Exploring Topology Conserving Gauge Actions for Lattice QCD

TL;DR

This paper investigates topology-conserving gauge actions in lattice QCD that suppress small plaquette values, enhancing topological stability and potentially improving simulations with dynamical quarks, demonstrated through numerical results.

Contribution

It introduces a class of gauge actions that strongly suppress small plaquettes, leading to increased topological stability and benefits for numerical lattice QCD studies.

Findings

Enhanced topological stability observed in simulations.

Favorable conditions for dynamical quark simulations.
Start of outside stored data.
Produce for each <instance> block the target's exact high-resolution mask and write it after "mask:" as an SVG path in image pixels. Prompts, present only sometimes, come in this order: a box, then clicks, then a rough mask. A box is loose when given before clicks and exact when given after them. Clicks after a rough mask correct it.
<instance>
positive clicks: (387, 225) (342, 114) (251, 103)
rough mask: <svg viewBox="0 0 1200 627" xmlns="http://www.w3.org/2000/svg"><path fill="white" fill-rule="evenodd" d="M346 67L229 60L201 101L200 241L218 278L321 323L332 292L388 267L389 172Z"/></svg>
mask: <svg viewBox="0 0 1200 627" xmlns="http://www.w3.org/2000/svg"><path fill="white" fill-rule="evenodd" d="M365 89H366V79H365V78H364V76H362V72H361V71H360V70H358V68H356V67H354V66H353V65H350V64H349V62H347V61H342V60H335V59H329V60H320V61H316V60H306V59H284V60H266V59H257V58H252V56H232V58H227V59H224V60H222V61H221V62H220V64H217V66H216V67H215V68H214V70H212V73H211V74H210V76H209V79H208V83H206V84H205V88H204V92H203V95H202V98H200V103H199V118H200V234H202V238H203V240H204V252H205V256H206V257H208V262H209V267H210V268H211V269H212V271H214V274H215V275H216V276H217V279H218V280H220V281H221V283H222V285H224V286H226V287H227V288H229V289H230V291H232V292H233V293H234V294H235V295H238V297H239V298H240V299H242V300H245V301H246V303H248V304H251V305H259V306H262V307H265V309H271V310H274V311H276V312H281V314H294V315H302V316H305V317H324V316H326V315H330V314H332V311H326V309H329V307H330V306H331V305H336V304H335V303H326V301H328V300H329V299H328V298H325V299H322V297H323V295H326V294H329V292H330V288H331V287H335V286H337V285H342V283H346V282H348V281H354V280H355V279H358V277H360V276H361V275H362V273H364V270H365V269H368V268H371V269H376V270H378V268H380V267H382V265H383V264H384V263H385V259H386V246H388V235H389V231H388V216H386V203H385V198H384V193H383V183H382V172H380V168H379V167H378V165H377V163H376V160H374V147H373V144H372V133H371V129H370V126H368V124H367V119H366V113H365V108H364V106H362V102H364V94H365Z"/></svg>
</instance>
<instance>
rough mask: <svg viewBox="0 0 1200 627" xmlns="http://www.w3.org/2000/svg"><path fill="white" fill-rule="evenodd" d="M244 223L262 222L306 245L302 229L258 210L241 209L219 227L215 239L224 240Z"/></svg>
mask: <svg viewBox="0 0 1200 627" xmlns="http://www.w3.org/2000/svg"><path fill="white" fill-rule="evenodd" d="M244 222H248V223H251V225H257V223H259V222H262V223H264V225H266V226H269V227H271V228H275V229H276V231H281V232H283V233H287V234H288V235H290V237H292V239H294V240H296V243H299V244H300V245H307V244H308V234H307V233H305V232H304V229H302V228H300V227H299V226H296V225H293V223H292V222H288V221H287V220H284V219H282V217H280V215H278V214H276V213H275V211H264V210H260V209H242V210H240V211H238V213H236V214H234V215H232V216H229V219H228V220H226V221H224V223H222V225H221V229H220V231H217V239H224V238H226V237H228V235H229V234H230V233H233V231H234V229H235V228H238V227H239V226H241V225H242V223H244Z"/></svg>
Numerical results for static potential and overlap operator kernel.

Abstract

We explore gauge actions for lattice QCD, which are constructed such that the occurrence of small plaquette values is strongly suppressed. By choosing strong bare gauge couplings we arrive at values for the physical lattice spacings of O(0.1 fm). Such gauge actions tend to confine the Monte Carlo history to a single topological sector. This topological stability facilitates the collection of a large set of configurations in a specific sector, which is profitable for numerical studies in the epsilon-regime. The suppression of small plaquette values is also expected to be favourable for simulations with dynamical quarks. We use a local Hybrid Monte Carlo algorithm to simulate such actions, and we present numerical results for the static potential, the physical scale, the topological stability and the kernel condition number of the overlap Dirac operator. In addition we discuss the question of reflection positivity for a class of such gauge actions.